The Project:  An album pre-order website
Project Duration: March 2023-April 2023
My Role: UX Designer from conception to delivery
Responsibilities: conducting interviews, paper and digital wire framing, low and high-fidelity prototyping, conducting usability studies, accounting for accessibility, and iterating on designs
The Problem: Users missing album releases
Project Vision: A website to notify, accept pre-orders, and track album delivery

Research Study
I conducted interviews and created empathy maps to understand the users I was designing for and their needs. A primary user group identified through research was busy adults who are unaware of new albums released by their favorite artists.
This user group helped solidify assumptions about participants' busy schedules, but research showed many other reasons for being unaware of new releases. Problems included a lack of coverage in mainstream media, oblivious to local shows to buy albums in person, as well as theories of social media algorithms.
The most common pain points were:
1. Securing: It can be difficult to find a local record store, navigate there, find parking, and locate an album in the store
2. Availability: Despite the recent successes of vinyl, it is still hard to find online, as well as networks that distribute it
3. Awareness: Fans are not aware of new releases from their favorite artists nor aware of local performances
Initial Concepts
In the Paper wireframes the aim was to keep the album front and center, and make the main user flow as easy as possible. The stars represent parts to use in an initial digital wireframe.
Digital Wireframes
With the digital wireframes I wanted the content and organization to remain consistent. A simple layout and big buttons to assist the user main flow.

User Testing
The low-fidelity prototype for the primary user flow was connected and designed based on insight from user studies and suggestions.

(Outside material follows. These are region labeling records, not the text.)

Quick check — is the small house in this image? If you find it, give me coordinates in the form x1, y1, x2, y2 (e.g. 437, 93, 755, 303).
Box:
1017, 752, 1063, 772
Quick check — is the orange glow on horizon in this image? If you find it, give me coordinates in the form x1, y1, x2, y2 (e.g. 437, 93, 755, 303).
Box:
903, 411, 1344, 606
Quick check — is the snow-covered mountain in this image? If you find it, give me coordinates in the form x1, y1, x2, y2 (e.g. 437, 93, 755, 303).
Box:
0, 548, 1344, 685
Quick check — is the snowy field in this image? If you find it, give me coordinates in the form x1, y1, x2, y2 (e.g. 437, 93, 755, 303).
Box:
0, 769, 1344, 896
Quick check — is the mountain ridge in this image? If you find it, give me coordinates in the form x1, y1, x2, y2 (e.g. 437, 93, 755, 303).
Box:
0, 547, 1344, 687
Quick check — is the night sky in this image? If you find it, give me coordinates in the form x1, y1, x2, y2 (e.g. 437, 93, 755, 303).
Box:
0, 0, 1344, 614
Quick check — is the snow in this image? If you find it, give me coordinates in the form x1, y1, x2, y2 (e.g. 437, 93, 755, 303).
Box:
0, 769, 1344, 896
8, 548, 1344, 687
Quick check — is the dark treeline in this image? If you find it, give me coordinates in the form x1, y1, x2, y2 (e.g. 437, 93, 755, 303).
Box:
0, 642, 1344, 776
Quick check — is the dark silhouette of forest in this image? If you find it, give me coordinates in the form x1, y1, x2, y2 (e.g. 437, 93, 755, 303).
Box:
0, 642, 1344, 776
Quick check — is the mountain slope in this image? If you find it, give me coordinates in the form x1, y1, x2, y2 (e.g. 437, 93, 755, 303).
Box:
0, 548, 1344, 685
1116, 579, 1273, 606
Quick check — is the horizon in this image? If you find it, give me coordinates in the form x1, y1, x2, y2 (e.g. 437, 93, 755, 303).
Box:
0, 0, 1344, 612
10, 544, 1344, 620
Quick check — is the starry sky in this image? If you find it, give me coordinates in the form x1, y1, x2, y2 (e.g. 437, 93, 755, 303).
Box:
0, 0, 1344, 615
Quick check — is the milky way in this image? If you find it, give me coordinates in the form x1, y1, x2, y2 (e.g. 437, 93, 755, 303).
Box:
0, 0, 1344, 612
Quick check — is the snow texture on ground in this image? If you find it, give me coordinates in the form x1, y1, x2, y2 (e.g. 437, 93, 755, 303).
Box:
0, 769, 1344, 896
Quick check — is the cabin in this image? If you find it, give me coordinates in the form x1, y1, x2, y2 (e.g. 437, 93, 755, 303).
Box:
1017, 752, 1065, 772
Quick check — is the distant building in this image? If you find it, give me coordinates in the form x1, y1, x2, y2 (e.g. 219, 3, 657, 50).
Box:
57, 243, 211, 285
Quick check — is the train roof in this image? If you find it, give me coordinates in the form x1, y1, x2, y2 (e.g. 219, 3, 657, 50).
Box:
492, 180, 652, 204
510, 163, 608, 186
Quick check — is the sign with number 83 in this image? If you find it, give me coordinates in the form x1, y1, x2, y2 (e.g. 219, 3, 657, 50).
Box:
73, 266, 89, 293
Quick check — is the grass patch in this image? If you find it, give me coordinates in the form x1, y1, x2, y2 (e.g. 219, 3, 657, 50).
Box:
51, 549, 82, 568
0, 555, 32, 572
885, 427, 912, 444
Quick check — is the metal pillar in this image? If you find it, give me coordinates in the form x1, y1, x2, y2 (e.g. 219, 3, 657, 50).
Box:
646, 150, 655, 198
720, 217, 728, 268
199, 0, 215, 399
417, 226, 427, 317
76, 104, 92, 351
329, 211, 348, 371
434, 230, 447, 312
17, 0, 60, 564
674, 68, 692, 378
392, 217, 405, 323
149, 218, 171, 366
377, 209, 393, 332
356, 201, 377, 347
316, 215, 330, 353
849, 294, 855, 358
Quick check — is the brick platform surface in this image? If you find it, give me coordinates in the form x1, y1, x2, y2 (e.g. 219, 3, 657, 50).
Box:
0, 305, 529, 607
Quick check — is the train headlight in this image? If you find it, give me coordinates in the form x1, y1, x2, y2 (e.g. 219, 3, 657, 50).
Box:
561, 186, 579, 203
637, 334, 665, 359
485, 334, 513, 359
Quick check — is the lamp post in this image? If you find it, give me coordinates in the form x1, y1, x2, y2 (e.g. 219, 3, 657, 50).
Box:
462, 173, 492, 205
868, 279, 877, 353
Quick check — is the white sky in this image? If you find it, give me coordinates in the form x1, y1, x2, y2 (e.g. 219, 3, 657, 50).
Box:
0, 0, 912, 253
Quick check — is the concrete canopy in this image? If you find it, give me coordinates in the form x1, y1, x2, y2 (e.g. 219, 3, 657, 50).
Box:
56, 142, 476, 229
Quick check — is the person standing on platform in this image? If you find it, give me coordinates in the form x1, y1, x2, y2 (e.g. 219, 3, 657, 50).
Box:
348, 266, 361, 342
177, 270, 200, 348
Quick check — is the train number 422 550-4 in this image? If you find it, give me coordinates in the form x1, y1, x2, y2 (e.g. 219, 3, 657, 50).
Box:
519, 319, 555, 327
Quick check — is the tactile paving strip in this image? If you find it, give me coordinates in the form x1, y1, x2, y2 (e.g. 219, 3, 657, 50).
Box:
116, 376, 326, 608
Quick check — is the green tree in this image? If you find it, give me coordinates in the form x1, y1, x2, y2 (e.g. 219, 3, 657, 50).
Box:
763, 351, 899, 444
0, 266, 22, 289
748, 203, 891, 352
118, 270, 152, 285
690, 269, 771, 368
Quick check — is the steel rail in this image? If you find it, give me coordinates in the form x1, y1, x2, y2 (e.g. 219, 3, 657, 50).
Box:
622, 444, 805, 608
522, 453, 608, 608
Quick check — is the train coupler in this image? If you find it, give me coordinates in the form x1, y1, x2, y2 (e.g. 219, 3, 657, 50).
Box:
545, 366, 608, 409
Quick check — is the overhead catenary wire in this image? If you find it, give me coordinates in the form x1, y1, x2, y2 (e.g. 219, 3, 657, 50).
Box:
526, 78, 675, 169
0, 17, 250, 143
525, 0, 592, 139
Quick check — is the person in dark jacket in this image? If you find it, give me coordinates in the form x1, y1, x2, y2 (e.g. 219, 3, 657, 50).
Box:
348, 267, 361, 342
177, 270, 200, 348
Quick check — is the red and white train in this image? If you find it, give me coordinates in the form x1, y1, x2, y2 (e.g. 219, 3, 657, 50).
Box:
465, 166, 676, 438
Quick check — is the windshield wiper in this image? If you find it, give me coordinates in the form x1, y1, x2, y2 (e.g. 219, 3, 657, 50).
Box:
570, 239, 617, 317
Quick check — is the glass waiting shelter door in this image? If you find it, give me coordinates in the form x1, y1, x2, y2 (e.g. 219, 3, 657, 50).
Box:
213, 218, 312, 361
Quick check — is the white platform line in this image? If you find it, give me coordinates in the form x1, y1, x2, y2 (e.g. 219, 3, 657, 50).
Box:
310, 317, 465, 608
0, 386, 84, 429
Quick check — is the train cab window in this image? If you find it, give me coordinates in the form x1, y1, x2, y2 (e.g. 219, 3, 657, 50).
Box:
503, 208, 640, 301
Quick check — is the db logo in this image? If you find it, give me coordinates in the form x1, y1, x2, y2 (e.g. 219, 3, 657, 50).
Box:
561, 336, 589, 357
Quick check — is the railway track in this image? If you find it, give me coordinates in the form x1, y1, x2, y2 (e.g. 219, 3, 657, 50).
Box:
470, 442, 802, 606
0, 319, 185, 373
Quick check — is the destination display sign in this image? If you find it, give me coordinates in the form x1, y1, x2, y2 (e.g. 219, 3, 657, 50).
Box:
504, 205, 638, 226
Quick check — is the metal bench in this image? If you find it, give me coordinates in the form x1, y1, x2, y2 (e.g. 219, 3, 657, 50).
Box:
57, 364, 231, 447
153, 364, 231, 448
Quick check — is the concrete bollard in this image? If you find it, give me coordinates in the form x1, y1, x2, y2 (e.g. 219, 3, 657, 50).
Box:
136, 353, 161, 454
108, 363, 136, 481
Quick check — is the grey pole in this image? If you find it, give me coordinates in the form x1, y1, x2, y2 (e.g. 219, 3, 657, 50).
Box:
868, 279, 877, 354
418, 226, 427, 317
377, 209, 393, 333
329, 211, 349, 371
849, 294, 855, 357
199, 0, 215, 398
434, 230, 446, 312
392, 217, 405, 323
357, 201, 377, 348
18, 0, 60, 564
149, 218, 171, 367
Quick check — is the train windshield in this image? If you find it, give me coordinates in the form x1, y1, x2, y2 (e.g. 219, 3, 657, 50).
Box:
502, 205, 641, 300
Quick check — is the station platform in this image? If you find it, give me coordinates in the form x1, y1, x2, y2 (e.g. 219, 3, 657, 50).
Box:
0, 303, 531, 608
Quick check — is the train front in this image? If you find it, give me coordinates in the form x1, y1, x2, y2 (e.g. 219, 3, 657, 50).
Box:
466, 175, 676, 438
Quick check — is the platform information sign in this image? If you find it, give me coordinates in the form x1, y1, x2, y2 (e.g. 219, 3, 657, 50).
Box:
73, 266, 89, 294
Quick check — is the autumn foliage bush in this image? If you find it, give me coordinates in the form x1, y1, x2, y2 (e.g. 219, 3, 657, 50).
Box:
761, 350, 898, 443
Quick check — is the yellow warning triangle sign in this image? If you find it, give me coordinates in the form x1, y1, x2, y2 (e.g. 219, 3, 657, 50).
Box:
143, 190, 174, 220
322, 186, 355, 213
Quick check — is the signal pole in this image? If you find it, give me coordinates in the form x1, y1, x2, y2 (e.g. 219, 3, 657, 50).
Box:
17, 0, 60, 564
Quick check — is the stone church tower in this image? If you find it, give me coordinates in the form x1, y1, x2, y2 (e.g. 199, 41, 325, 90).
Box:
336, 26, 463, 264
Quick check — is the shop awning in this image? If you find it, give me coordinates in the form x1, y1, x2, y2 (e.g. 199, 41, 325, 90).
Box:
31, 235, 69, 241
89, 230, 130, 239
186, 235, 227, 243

You can view the low-fidelity prototype here

Through the usability studies I found that having a pop-up letting users know an item was added then giving them the option to continue shopping helped improve the user experience.
We also found it easier to have a drop-down cart, so the user could check on what they had in the cart without changing pages.

Final Designs
The user flow for the website mimics that of the original usability study.
The app puts the user front and center, providing a quick and convenient way to pre-order and track vinyl purchases. A quote from a user: “The app is extremely easy to use, and pretty useful for dedicated fans.
What I learned:
While designing this album pre-order app, I learned the value of iteration, and the power of usability studies, to help focus my designs and keep the user and user flow as top priority.